También hubo de vivir por entonces Boeto de Calcedonia, o por lo menos el más famoso de los escultores que llevaron este nombre, ya que otro, acaso su nieto, nos es conocido por unos bronces hallados en el mar junto a Mahdia, en Túnez. El primer Boeto, que firmó bases en Lindos y en Delos, y que retrató a Antíoco IV Epífanes de Siria, debe la inmortalidad sobre todo al conocido grupo del Niño de la oca, llegado a nosotros en varias copias. Debía de ser un tema bastante común, que tenía su lugar en los santuarios de Asclepio, como ya hemos visto en el texto de Herondas, pero la obra de Boeto logró un éxito muy particular: las carnes realistas y blandas del niño, el uso -un tanto irónico- de la estructura piramidal que se empleaba en Pérgamo para plasmar gestas heroicas, todo hubo de contribuir a su fama.

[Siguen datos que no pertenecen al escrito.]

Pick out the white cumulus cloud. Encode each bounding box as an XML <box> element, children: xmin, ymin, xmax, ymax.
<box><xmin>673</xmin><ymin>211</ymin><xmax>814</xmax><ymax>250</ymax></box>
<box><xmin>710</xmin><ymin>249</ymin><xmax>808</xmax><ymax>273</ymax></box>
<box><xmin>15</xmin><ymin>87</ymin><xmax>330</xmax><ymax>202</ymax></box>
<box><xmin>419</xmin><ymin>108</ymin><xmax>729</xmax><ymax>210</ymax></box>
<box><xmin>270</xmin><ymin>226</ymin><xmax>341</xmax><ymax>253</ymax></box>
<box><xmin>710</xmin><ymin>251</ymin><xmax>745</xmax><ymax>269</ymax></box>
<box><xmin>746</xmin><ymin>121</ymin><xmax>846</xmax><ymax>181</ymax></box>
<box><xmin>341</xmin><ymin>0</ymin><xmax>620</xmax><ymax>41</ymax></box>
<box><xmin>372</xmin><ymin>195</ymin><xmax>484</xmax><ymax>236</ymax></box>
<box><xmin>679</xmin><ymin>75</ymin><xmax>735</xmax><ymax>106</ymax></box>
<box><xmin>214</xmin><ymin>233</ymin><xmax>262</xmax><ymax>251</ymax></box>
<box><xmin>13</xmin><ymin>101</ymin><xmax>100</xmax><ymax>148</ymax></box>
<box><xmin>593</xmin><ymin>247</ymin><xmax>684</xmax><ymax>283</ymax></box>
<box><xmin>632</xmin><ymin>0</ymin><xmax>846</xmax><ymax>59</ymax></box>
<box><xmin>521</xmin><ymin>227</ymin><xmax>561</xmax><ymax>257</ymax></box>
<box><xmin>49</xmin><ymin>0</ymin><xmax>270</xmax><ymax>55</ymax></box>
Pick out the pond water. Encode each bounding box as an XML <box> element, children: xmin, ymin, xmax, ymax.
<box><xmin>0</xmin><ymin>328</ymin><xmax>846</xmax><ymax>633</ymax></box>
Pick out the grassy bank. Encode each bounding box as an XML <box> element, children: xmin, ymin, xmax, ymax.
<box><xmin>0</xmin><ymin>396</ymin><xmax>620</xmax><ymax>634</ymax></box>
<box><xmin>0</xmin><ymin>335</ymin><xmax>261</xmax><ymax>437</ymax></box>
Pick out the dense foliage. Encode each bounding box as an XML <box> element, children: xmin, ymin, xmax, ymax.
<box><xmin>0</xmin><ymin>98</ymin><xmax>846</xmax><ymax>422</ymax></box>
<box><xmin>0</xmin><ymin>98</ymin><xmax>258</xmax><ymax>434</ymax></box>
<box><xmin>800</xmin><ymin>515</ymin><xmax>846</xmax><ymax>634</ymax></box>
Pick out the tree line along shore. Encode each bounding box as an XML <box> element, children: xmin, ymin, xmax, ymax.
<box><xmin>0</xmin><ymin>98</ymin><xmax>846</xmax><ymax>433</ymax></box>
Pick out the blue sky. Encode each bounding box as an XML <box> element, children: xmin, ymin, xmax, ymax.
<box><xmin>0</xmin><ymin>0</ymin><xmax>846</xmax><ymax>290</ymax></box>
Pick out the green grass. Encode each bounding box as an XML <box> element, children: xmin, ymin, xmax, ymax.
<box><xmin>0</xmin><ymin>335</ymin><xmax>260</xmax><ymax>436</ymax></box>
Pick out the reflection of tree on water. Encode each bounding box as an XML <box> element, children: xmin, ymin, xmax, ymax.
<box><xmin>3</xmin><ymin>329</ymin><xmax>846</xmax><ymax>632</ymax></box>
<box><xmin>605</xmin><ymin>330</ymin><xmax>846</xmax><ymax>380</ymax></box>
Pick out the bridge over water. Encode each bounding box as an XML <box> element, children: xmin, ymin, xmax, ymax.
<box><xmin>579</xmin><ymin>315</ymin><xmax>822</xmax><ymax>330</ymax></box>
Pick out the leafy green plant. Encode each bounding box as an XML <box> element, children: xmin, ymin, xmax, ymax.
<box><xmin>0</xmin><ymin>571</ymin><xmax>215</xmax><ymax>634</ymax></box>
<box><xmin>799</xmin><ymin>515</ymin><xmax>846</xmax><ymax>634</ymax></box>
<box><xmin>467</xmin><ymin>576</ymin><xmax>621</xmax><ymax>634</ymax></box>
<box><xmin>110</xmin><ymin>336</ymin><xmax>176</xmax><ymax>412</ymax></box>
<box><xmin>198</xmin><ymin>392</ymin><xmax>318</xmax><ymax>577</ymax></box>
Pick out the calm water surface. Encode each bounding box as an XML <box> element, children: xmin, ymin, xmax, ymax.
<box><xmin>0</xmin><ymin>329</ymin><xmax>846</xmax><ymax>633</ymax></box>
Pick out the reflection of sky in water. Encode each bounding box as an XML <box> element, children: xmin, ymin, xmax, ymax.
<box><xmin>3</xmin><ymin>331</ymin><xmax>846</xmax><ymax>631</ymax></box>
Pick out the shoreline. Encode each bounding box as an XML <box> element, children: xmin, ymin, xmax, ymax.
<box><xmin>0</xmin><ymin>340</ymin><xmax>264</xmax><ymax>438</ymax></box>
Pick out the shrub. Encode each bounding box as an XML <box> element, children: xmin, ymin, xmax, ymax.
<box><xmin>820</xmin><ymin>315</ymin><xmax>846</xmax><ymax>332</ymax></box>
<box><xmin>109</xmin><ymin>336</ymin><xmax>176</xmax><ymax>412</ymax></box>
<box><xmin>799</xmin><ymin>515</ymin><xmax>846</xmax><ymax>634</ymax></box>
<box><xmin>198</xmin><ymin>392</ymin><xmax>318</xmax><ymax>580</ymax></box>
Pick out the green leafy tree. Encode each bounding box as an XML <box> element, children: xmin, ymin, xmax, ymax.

El ambiente escultórico del Egeo sudoriental había alcanzado por tanto, en la primera mitad del siglo II, las más altas cotas de virtuosismo descriptivo: las texturas de carnes, cabellos y telas jamás alcanzaron tales calidades táctiles, y aunque son muchas las obras -retratos femeninos sobre todo- que podrían alinearse aquí como complemento a las citadas, nos limitaremos sólo, para no alargar la lista, a mencionar esa misteriosa cabeza, acaso retrato ideal de Eurípides, que conoce la crítica con el nombre de Pseudo-Séneca. Aunque no hay acuerdo definitivo sobre la adscripción y cronología del original, creemos que tienen razón quienes la ven en el ambiente que ahora reseñamos: pese a su consciente dramatismo retórico, pocas cabezas antiguas mostrarán con más fuerza la descarnada realidad de la vejez.